British regulators will take a closer look at the competitive impact of the planned merger between Lenxea-based BATS Global Markets and a European exchange.
BATS agreed in February to acquire Chi-X Europe and needs clearance from the United Kingdom’s Office of Fair Trading, which oversees consumer and competition issues.
An announcement from the agency said it referred the matter to its Competition Commission, which will delay the review.
At issue is whether competition would suffer from a merger between two of the three pan-European equity markets.
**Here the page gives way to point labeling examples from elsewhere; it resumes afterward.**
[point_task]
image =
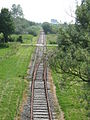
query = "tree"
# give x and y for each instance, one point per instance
(47, 27)
(73, 53)
(16, 11)
(6, 23)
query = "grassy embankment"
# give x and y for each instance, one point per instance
(14, 61)
(71, 93)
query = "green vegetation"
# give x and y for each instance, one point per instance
(50, 28)
(70, 64)
(26, 38)
(14, 61)
(51, 39)
(6, 24)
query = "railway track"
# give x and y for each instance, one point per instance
(40, 106)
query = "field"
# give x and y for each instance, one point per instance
(14, 61)
(51, 39)
(73, 94)
(27, 39)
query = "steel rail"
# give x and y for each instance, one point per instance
(46, 92)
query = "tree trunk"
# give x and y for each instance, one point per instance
(5, 38)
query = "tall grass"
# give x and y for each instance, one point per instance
(13, 69)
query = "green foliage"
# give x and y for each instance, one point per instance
(16, 11)
(6, 23)
(19, 39)
(47, 27)
(14, 62)
(51, 39)
(70, 63)
(23, 26)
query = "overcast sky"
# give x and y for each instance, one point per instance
(44, 10)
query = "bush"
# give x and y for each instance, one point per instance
(19, 39)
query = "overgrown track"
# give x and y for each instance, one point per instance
(40, 105)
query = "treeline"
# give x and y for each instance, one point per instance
(13, 22)
(73, 54)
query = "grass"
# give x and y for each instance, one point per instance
(14, 61)
(73, 94)
(51, 39)
(27, 38)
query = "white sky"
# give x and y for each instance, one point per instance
(44, 10)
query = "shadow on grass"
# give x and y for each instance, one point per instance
(4, 45)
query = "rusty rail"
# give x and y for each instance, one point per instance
(32, 90)
(46, 91)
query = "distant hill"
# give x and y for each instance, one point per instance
(23, 26)
(54, 21)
These allow investors to trade stocks across Europe from one trading platform, rather than at each local market.
BATS and Chi-X compete in this way not only with the London Stock Exchange but also each other.
“Although the evidence is mixed, the OFT (Office of Fair Trading) believes that there is a realistic prospect that, absent the merger, the parties would going forward have competed more strongly against each other, as well as competing against the LSE (London exchange),” said a statement from the agency.
It noted, however, that this referral had not been driven by complaints.
The Competition Committee expects to report its findings by Dec. 2 but may extend the 24-week review if needed.
A joint statement from BATS and Chi-X acknowledged the decision but the CEO of Chi-X said he was disappointed by the referral for further study.
Joe Ratterman, CEO of BATS, said in the statement, “BATS’ establishment was based on the need for competition and our purpose for combining BATS Europe and Chi-X Europe is to raise the level of competition in Europe’s securities markets.”